What You Need To Know:
* Ciliated protozoan parasite that is not usually problematic unless the potential host(s) are weakened, diseased or being housed in a system with poor water quality.
* Symptoms are mostly behavioral: Scratching/flashing, clamped fins, heavy breathing. Heavy infections of Trichodina can cause a greyish, white film over the body of the fish.
* Easily killed when exposed to copper, formalin, or a 5 minute freshwater dip.
There are about 70 marine species of Trichodina. They reproduce by simple binary fission (each cell splits into two), are host specific (no encysted stage), and spread via incidental contact with the host fish. (Although it is also possible for the organism to be free-floating in the water column.) They are sometimes called “Flying saucers”, because of their resemblance under a microscope.

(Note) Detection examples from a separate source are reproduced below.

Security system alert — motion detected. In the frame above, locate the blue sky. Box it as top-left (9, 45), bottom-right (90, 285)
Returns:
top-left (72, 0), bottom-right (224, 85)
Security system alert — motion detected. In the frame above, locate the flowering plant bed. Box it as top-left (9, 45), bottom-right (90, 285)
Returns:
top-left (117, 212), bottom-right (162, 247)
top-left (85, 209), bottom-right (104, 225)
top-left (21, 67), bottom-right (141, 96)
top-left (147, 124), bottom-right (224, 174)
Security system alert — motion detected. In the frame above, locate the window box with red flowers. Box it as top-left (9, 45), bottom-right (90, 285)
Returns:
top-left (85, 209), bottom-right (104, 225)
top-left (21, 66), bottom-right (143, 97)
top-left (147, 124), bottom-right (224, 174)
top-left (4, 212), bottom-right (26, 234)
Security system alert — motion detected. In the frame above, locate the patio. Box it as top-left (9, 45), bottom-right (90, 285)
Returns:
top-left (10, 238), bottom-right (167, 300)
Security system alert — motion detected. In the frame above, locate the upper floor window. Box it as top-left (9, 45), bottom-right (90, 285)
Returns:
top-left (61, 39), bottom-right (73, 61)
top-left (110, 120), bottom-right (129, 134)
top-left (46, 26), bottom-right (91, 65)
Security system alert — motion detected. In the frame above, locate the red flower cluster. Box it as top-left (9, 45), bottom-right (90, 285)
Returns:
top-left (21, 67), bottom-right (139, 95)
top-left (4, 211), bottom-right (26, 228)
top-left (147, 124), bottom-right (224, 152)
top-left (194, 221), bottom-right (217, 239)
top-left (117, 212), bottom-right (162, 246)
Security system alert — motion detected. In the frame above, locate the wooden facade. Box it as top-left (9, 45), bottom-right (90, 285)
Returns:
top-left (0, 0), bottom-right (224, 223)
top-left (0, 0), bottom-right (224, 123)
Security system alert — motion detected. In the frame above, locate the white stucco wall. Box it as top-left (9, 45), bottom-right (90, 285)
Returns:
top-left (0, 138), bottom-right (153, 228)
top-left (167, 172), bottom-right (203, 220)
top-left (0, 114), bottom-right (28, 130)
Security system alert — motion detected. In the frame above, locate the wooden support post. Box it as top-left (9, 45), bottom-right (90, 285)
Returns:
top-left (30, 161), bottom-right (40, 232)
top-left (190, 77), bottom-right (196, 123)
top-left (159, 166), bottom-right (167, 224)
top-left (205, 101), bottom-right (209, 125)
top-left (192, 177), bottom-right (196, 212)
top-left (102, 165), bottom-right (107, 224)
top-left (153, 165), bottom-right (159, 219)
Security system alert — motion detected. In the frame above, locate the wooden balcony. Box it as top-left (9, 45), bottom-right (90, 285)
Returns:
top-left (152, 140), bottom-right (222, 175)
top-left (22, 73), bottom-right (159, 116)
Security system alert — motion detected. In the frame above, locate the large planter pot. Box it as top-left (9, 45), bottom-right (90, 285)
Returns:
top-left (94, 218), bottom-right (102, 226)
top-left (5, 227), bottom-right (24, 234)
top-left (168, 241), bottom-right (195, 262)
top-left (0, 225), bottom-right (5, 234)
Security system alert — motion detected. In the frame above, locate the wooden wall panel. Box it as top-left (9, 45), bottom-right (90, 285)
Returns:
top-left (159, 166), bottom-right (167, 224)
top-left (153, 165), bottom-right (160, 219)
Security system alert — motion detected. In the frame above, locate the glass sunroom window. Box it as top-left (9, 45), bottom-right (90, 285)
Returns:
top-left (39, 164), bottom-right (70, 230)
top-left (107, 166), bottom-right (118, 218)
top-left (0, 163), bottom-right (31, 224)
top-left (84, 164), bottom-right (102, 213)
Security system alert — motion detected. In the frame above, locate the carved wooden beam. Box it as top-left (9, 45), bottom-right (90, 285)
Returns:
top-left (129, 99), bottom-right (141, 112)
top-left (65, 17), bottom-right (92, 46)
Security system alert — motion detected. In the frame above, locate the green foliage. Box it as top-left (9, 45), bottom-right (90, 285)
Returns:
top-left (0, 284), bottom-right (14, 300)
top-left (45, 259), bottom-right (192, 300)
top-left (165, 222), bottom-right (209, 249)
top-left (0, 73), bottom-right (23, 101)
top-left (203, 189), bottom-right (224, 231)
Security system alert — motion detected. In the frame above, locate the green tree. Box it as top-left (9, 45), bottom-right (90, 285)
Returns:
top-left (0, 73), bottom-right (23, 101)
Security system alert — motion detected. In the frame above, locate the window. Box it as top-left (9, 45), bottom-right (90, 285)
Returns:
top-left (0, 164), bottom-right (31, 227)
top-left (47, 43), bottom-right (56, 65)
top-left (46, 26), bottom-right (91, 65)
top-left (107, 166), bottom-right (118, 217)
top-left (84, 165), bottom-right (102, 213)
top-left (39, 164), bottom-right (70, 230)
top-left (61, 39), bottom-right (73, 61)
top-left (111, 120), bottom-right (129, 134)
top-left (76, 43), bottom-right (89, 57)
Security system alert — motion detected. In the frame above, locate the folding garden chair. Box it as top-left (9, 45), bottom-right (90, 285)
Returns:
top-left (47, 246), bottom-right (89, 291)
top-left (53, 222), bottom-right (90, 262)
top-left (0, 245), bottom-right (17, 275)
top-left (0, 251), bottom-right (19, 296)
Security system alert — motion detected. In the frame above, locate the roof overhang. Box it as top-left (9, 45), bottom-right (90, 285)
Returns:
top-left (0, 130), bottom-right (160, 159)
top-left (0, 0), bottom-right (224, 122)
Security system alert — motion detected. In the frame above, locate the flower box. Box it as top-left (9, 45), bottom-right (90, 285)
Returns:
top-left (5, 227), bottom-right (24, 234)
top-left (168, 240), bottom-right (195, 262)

Trichodina spp. typically target the gills, skin and fins of fishes, though some species parasitize the urogenital system.
A range of invertebrates are also host to trichodinid infections, including the surfaces of copepods and the mantle cavity of molluscs and snails. Transmission of these occurs by direct contact of infected and uninfected hosts, and also by active swimming of trichodinids from one host to another. When on a fish, the organism feeds off any bacteria it finds and causes the fish irritation. There is no fallow period for Trichodina because the organism can subsist off bacteria; pretty much every tank will eventually get these parasites (through inverts)!!
The good news is that most species of Trichodina are nonpathogenic and even the harmful ones are usually only a problem for weakened fish being housed in poor conditions. (Poor water quality usually means high bacterial count which provides a source of food for this parasite and so leads to high numbers of the parasite.) Fish are typically resistant to Trichodina when provided a low stress environment, good water quality and a nutritious diet. Fish may recover without treatment when provided with improved water conditions.